Con la mirada perdida en el fuego te leo los labios a través de las llamas. En esos encuentros todos son vos y todos ven lo que solían mirar tus ojos. Y me acuerdo como me hablaste de todo menos de este hueco de ausencia.
Sé que veías el ritual de poner carne a las brasas como un lienzo en blanco, a punto de ser arte. Que elegías cada color con cuidado. Sabías que luego serían charlas alrededor del fuego y resultarían en una obra única cada domingo. Ninguna charla era igual, aunque siempre el hilo conductor era el bordo uva de algún tempranillo de estación.

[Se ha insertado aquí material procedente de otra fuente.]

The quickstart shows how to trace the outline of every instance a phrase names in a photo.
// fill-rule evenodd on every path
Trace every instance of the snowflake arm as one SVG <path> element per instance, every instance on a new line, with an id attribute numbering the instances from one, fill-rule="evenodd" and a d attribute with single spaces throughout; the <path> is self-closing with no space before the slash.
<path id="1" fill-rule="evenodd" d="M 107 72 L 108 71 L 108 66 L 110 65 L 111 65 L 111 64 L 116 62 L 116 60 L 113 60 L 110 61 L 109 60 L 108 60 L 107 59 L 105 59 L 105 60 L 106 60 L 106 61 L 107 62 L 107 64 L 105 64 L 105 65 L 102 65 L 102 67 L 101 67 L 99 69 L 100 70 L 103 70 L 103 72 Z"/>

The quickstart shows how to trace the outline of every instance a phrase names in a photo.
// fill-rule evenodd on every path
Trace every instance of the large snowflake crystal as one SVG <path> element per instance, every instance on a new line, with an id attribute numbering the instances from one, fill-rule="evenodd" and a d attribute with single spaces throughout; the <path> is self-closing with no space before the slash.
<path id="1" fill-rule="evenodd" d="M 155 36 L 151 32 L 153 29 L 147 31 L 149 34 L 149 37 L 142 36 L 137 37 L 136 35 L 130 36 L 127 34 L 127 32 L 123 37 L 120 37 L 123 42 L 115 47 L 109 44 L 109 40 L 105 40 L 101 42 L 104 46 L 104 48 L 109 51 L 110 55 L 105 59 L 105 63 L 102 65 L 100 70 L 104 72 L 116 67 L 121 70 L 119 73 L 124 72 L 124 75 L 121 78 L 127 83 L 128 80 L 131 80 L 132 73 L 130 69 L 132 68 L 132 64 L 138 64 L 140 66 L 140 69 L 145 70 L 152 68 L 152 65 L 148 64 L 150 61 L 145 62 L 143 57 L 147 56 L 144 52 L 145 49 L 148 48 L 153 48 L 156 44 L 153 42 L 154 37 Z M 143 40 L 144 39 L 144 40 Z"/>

Tres o cuatro espinillos para ahumar, algunos quebrachos, más nobles, que seguirán prendidos cuando el resto sea cenizas. El humo de la leña abrazando la carne, penetrando cada fibra muscular, que se asa lenta, al ritmo del crepitar que genera la grasa, cayendo entre los hierros de la parrilla. Y vos agradeciendo cada instante.
Miro a los cinco horizontes y me sorprendo de lo rápido que puede caer el sol cuando estamos siendo parte de este ritual heredado. La carne se libera del hueso como un muerto de su sombra.
Y esta vez soy yo la que dice gracias.